Scranton’s basic premise is more or less the same as most others lumped into the doomist camp: ‘None of the political or technological solutions on the table … are likely to work, and almost certainly not quickly enough to preserve global capitalist civilization as we know it.’ Because of this intractable political situation,
…[t]he greatest challenge we face is a philosophical one: understanding that this civilization is already dead. The sooner we confront our situation and realize that there is nothing we can do to save ourselves, the sooner we can get down to the difficult task of adapting, with mortal humility, to our new reality.
You can see why climate activists hate him.

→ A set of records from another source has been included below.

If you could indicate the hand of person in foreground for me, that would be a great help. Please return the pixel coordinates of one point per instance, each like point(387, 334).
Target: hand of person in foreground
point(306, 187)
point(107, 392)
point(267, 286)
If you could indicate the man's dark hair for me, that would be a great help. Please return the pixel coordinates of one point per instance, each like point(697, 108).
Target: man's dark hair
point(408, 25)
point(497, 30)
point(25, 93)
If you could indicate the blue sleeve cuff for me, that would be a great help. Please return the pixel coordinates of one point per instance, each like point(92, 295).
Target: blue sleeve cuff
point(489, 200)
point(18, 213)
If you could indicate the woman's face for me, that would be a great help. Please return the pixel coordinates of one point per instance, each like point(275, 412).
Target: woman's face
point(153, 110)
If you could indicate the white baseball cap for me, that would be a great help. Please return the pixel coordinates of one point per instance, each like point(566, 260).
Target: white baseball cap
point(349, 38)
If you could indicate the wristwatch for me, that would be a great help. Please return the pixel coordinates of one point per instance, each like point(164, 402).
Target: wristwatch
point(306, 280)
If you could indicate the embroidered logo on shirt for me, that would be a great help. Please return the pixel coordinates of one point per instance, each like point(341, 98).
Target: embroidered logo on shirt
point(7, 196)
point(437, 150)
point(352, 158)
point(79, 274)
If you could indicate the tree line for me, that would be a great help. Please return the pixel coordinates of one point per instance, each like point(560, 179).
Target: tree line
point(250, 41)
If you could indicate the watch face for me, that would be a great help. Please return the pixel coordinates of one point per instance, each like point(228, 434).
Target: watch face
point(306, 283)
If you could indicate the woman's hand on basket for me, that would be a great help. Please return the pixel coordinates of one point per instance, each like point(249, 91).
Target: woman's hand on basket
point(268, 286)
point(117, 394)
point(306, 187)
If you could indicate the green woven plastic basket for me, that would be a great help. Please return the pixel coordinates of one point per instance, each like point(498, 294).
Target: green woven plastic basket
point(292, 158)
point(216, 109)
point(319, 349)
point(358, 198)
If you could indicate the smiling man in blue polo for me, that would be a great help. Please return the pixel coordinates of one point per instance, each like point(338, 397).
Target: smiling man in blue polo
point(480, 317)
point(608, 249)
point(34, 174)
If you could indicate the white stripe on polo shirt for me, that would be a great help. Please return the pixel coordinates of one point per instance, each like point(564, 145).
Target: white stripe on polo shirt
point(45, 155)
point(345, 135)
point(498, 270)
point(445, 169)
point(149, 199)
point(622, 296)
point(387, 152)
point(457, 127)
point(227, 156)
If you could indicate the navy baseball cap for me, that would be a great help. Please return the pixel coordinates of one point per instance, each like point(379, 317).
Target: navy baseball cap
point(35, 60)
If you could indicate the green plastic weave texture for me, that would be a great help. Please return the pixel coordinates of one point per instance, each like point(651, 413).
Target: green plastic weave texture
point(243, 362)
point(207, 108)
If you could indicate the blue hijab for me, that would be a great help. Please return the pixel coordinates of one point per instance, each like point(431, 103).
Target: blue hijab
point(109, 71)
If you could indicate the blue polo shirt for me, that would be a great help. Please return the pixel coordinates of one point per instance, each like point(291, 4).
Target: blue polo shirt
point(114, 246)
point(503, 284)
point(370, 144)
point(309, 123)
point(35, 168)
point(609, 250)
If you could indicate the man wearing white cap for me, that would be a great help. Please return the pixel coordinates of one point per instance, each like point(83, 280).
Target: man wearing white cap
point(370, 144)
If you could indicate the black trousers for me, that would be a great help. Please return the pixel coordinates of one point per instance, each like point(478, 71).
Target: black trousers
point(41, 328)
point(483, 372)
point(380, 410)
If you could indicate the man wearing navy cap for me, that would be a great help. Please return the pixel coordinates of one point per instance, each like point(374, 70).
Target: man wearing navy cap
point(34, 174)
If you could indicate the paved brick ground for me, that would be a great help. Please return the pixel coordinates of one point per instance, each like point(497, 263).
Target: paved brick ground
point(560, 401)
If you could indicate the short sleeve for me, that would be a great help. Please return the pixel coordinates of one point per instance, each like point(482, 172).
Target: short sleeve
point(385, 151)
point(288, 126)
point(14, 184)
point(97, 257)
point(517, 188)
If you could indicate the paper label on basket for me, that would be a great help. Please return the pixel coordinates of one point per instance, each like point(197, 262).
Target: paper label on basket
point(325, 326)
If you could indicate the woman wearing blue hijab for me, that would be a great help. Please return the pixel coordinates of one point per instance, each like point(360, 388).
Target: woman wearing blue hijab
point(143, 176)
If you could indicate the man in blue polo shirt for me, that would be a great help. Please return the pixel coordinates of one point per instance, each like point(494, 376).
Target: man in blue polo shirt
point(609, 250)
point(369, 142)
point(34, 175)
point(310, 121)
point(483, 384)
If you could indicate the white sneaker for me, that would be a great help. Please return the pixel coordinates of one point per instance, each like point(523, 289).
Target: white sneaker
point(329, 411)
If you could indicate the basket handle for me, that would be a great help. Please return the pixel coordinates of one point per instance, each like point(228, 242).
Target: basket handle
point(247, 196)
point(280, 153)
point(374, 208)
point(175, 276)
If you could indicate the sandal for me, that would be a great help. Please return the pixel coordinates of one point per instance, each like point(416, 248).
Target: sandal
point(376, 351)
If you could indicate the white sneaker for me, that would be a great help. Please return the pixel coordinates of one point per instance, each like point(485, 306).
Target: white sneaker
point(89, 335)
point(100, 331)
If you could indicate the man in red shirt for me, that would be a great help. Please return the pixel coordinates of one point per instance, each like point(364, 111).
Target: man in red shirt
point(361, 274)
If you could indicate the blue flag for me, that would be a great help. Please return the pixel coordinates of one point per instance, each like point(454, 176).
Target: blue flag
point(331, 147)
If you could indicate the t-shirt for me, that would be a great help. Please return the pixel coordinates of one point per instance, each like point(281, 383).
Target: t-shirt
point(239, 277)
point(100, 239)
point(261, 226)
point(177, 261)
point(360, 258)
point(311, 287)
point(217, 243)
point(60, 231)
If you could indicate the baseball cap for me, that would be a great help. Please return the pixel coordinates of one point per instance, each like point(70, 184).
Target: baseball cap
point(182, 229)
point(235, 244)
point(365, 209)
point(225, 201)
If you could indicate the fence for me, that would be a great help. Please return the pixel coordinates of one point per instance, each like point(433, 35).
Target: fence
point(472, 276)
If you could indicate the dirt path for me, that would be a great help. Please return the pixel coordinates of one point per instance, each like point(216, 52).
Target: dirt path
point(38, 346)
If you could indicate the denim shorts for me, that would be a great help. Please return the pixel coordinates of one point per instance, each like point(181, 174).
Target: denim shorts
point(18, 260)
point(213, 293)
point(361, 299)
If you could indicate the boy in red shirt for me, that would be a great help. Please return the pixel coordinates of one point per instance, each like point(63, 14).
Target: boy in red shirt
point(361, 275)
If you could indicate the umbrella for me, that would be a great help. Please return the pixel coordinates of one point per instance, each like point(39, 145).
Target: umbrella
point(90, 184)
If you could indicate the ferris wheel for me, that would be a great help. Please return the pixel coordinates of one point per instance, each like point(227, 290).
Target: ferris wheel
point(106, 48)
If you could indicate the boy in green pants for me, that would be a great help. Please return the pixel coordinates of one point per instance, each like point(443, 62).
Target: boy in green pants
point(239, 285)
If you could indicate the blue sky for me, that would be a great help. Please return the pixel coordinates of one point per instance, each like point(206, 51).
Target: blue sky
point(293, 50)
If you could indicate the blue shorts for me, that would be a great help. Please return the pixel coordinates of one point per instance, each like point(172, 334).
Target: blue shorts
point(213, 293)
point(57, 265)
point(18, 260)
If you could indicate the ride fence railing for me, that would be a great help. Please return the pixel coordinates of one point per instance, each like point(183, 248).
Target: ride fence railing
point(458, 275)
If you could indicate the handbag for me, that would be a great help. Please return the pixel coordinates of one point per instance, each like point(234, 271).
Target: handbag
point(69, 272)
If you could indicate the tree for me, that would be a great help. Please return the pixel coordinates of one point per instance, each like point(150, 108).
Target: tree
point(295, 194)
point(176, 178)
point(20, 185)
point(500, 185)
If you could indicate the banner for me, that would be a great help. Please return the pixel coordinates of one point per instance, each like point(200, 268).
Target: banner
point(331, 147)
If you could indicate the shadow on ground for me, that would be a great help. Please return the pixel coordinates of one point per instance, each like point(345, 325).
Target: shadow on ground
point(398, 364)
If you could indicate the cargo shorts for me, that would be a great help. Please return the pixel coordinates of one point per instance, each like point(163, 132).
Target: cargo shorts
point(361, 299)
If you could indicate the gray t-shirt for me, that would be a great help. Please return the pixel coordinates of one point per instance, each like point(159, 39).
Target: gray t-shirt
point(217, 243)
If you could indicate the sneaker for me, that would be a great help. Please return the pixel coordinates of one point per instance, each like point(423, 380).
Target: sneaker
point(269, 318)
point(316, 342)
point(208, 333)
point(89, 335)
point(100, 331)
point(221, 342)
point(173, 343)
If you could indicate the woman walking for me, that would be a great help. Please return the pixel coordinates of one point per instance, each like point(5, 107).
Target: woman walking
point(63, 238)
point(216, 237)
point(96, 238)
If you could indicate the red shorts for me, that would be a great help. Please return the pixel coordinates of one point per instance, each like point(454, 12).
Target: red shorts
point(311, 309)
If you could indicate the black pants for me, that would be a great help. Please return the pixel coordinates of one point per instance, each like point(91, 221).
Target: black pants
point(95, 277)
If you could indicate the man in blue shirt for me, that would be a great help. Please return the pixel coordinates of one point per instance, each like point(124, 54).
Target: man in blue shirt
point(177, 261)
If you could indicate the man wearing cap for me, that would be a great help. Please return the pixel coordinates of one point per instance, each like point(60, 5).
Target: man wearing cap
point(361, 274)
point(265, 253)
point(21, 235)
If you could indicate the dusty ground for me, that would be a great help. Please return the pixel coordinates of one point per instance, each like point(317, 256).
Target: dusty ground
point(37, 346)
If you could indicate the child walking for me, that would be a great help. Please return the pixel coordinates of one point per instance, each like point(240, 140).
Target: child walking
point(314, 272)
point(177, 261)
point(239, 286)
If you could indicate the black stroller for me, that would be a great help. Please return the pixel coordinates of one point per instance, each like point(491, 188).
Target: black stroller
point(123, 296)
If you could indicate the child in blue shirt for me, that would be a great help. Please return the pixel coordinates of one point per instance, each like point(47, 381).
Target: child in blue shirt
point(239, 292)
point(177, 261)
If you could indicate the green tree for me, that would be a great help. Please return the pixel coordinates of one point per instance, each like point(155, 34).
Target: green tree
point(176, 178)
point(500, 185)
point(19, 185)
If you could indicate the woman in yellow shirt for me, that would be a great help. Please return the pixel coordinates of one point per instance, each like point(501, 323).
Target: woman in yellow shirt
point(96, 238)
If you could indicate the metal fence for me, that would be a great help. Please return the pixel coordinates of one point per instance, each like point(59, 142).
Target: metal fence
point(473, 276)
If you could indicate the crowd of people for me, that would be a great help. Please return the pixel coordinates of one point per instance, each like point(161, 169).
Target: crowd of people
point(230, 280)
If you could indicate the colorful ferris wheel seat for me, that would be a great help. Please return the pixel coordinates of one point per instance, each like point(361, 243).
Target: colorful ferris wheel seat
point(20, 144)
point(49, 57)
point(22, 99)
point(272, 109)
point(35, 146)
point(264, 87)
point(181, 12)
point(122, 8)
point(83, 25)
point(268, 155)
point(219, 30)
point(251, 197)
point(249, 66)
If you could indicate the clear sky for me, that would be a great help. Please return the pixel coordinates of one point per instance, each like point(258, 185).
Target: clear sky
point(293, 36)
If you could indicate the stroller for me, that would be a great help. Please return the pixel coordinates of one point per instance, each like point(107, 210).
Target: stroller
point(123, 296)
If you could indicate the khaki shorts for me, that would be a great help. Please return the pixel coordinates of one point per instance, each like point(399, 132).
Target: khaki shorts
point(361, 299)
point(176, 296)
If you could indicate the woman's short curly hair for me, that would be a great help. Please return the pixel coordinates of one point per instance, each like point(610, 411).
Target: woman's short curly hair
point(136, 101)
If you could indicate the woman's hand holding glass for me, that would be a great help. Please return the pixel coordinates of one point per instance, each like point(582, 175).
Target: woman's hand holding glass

For me, he is more of a ‘problematic fave’, because – like many artists to whom that epithet is applied – he was meaningful during a difficult period of my life.
I had been privately reading and researching climate change for a year and my internal purgatory was starting to grate against the anodyne messaging of mainstream climate organisations, who offer measured sentences about potential climate tipping points like ‘while it is unlikely than any thresholds have been crossed yet, it is worrying that so many tipping processes have been activated.’ Scranton’s writing appealed to me because ‘worrying’ was not what I was doing. Living under the constant premonition that my generation would be judged like the Germans during the Third Reich, whose complicity, inaction or active compliance enabled the Holocaust was what I was doing. Trying to have brunch with my friends while the projector in the back of my mind kicked into a nonstop montage of imagery from the Book of Revelation was what I was doing.
Trapped in the dark room with this reel of eschatological footage, reading Roy Scranton was a solace. He’s an elegant and compelling writer who, at his poetic heights, can summon the vertiginous, prophetic energy of Walter Benjamin. Most ‘climate communicators’ just can’t muster that kind of prose – or perhaps the vividness of their personality, at least in public, has been curtailed by their organisational/personal comms strategy. Climate justice writer Mary Annaïse Heglar sees the popularity of ‘climate de-nihilism’ as a product of this schism between visceral climate ‘doomism’ and emotionally wooden climate ‘messaging’:
… to be fair, the climate community has a maddening tendency to be hawkish about their narrative and their messaging. We must be hopeful! We can’t be alarmist! We must adhere to strict scientific nuance at the expense of clarity and urgency and beauty! … This sort of tone-policing makes the climate conversation impossible to have with any real honesty.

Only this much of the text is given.